Il legno sembra fermo, ma è sottoposto a
pressioni interne che lentamente
lo spaccano.
La ceramica si rompe, fa subito mostra dei
suoi cocci rotti. Il legno no, finchè può nasconde, si lascia torturare ma non
confessa. Tu sei di legno. Hai sempre pensato che dovevi cavartela da solo,
imparando a fare i conti con le storie degli altri, con i loro organi, non con
i tuoi. Ma il cuore ha più memoria di te.

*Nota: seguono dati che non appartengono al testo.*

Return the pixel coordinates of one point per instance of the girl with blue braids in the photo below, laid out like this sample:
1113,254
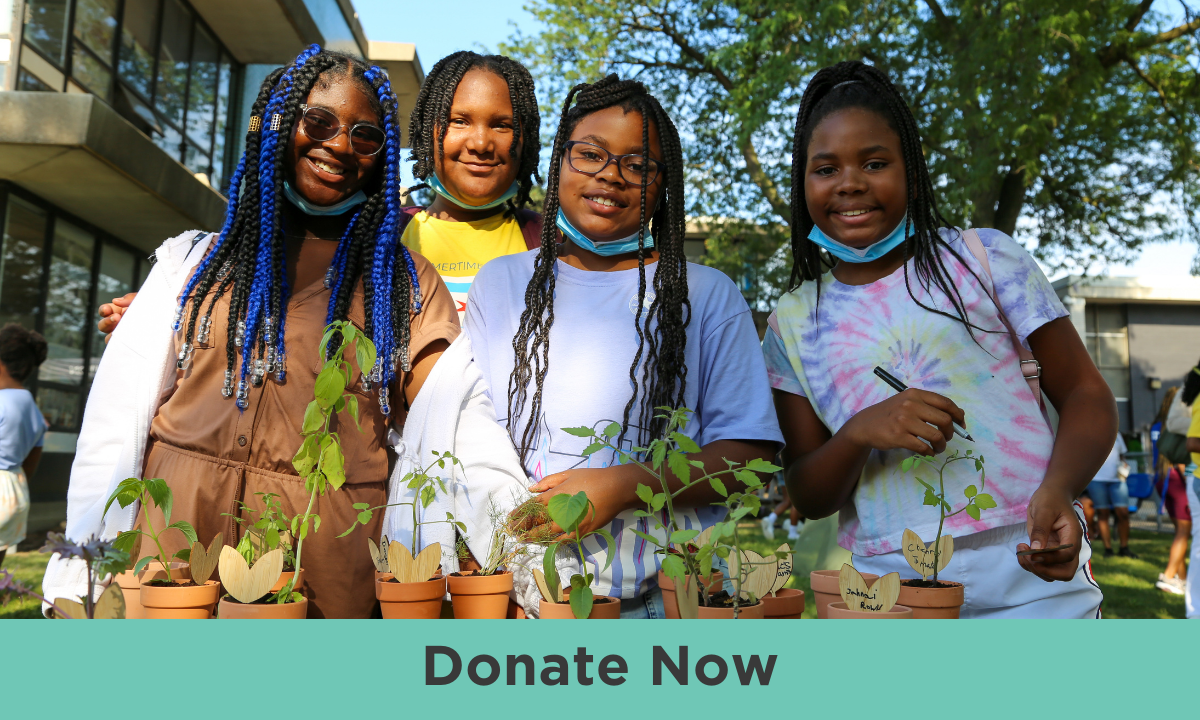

Le ferite sulla pelle si rimarginano in
fretta, l’epidermide si rinnova di continuo, contiene molte cellule staminali,
sono cellule pronte a rimpiazzare quelle morte, sono le seconde schiere di un
battaglione. Il guaio è che il cuore di queste cellule miracolose non ne ha.
Hai una sola fila di soldati. E Amen.
Chiudi la finestra e devo smettere di
guardarti, la notte inizia a cullarci ed il vento fischia dalle serrande chiuse
male.
Per te essere grandi significa saper
rinunciare. “Chirurgo”, rispondesti subito quando da piccolo ti chiesero cosa
volevi fare. E da grande mi sussurrasti che avevi voglia di vedere le persone
dentro, tu che dentro non le avevi mai sapute vedere. Chissà se c’è un marchio,
un’etichetta, se l’anima dà qualche segno di sé.
Ma la tua anima dov’è? L’hai mai lasciata
andare davvero?
Per qualche strana ragione tieni separate
mente e cuore, ragionamento e sentimento, come due pietre magnetiche dello
stesso polo.
Il cielo davanti a me pallido riflette sulla
tua finestra i sogni passati e le speranze future.
Cosa ha in serbo per te il destino? Sarai
capace di assecondarlo, di arrenderti a viverlo, questo Domani?
Vorrei qualcuno che prendesse ad una ad una
le corde nere attorcigliate intorno al tuo cuore come capelli impigliati in un
pettine ed iniziasse a scioglierle e domarle, a carezzarle.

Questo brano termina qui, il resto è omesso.